On February 6th- 8th EKU Housing organized and hosted the Tunnel of Oppression in Telford Hall. The Tunnel of Oppression is an interactive theater experience where participants walk through different theaters designed to display oppression of marginalized groups. It started as a campus grassroots diversity program at Western Illinois University and can now be found at many colleges and universities around the nation. Inspiration from the Museum of Tolerance in Los Angeles was used as a template for the first Tunnel of Oppression.

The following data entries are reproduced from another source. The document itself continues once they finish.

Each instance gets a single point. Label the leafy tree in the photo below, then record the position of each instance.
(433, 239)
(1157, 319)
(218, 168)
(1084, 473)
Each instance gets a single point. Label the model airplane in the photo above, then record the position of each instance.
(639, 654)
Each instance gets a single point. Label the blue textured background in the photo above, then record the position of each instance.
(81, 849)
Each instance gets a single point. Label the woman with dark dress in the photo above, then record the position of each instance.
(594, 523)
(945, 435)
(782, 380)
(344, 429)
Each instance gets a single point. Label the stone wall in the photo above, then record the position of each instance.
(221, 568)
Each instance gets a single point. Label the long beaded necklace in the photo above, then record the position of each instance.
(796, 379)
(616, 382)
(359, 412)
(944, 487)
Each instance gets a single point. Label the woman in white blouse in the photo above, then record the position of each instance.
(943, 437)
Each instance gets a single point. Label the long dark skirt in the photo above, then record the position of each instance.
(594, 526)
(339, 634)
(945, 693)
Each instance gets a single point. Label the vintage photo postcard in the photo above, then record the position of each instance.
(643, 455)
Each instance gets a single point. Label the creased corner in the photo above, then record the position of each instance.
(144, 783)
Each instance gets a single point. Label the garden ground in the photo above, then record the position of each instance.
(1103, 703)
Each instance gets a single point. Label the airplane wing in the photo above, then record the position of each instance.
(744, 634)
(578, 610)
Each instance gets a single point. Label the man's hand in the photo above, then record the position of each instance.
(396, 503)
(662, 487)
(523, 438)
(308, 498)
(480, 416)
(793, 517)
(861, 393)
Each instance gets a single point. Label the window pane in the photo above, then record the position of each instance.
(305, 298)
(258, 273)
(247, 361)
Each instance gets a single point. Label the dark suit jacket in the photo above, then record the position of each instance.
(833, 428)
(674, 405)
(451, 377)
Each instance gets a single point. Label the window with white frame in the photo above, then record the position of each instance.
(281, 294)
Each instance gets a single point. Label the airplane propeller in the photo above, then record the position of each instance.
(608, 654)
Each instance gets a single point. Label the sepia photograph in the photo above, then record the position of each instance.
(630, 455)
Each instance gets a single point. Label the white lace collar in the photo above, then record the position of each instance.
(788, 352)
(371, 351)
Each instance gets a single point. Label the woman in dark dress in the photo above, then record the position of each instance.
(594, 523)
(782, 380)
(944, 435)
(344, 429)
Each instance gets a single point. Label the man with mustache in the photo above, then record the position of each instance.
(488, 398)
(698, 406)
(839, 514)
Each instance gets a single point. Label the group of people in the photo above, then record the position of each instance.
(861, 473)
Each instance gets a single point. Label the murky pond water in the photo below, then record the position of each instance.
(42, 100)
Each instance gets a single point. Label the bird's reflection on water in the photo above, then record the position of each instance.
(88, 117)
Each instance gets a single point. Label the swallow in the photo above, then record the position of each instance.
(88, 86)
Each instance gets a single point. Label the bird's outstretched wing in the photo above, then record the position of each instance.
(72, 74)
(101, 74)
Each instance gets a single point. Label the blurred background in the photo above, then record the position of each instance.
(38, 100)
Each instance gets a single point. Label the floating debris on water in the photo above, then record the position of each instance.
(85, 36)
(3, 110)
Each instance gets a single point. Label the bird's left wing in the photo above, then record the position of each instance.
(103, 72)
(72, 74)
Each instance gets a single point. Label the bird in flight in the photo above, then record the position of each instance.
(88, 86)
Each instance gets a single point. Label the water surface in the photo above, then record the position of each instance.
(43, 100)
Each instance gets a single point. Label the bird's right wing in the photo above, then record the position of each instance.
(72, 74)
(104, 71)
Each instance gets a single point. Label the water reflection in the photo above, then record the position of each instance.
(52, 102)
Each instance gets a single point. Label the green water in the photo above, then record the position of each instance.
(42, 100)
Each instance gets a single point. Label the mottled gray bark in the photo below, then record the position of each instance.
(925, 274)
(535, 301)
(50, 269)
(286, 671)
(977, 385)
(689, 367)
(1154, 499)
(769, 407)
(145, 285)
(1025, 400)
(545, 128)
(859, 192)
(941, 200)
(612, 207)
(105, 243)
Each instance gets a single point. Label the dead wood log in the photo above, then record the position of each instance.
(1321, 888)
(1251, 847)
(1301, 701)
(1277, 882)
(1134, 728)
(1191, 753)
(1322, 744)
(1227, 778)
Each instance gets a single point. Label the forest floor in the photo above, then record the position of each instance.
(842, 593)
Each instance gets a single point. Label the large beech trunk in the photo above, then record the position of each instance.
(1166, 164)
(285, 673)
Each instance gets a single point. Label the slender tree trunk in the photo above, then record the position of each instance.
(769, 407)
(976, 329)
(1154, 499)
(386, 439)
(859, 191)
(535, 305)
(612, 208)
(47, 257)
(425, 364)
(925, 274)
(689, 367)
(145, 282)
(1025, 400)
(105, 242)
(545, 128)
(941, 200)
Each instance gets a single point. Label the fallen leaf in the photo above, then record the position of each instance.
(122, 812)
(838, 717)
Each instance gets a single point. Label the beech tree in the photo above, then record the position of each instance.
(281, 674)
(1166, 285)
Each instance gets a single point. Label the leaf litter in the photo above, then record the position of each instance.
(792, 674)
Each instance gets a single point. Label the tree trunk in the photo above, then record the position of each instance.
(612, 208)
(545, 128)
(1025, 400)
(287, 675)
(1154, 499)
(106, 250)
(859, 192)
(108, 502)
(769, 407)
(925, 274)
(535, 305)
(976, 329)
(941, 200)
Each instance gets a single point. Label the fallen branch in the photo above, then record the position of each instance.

This year’s event marks the first time this program has been hosted to the entire EKU campus community. The Tunnel of Oppression at Eastern Kentucky University was directed and written by the EKU Housing Diversity Committee, with acting performed by EKU students and staff volunteers. Participants were able to witness scenarios related to a variety of topics, including LGBTQ+ related issues, Religious tolerance, Sexual Assault, Mental Health, and Racial bias. Participants were then debriefed by staff from the EKU Counseling Center to process their experience after going through the Tunnel.

Students responded positively to this activity and encouraged others to go. From this activity students were able to gain perspectives from many different people. Kirsten Hodge-Reid stated, 

Kristen Hodge-Reid “I liked how everyone was together, no matter the race, religion, or anything like that. And doing stuff like that, that's going to make a mark. If we continue to do that, we'll get heard." 

From this students were able to take away how to be supportive to oppressed communities and were challenged to be aware of what do in order to be helpful in discussing these issues with others. Brooklynne Moore said,

“Everyone's backgrounds are different, no matter who you are, so you   shouldn't judge based on someone's physical appearance."Brooklynne Moore

From each of the rooms students were able to put themselves in another person’s perspective. In the debrief room, Dr. Sarah Talentire, from the EKU Counseling Center, was able to listen to the participants as well as give insight to what the participants saw in each of the rooms. She says, “Rather than thinking about it as a label that defines all of who you are, viewing it more as a natural response to a lot of situations that you are going through." Based on the success of this program and the impact it had on the students, the EKU Housing Diversity Committee said that they would continue this program in the future and hopefully reach more students. 

Tunnel of Oppression Students Making Bracelets with each colored bead representing a different "identity"
Student's seen here are making bracelets with different color beads to signify different identities that they have.